La bataille d’Hernani : classiques contre romantiques
La bataille de Hernani |
La première représentation de la pièce de Victor Hugo, Hernani (1830), est marquée par la fameuse bataille qui voit le triomphe du romantisme avec, à sa tête, comme chef de file en France, Victor Hugo, entouré des membres du grand cénacle.
1830! est donc une date historique dans l'Histoire de la littérature et plus précisément du théâtre français. Les romantiques, en effet, tous admirateurs de Shakespeare, prennent le grand dramaturge anglais pour modèle, ce qui revient à s'opposer à toutes les règles du théâtre classique du XVII siècle. Les classiques vont donc s’attaquer aux romantiques qui révolutionnent le théâtre et bouleversent les mentalités. La bataille d’Hernani fait rage, les détracteurs perturbent les représentations, la « claque » engagée par Victor Hugo, composée de jeunes romantiques (Théophile Gautier et Gérard de Nerval et leurs amis), enthousiastes, se déchaînent. Les spectateurs s’insultent, en viennent aux mains.

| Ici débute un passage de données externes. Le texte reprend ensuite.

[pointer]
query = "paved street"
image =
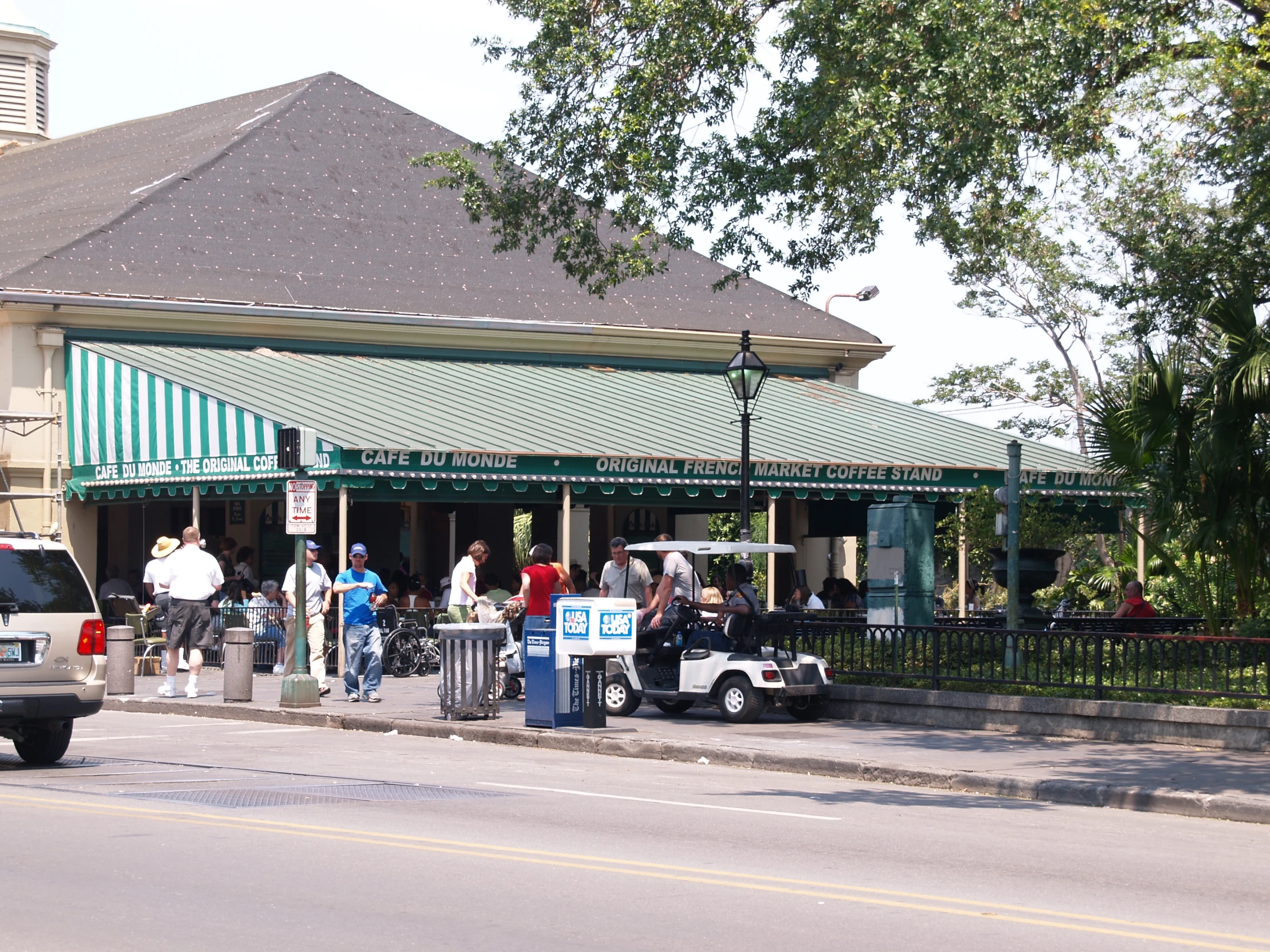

Les générations actuelles doivent se figurer difficilement l'effervescence des esprits à cette époque; il s'opérait un mouvement pareil à celui de la Renaissance. une sève de vie nouvelle circulait impétueusement. Tout germait, tout bourgeonnait, tout éclatait à la fois." écrit Théophile Gautier dans son Histoire du romantisme.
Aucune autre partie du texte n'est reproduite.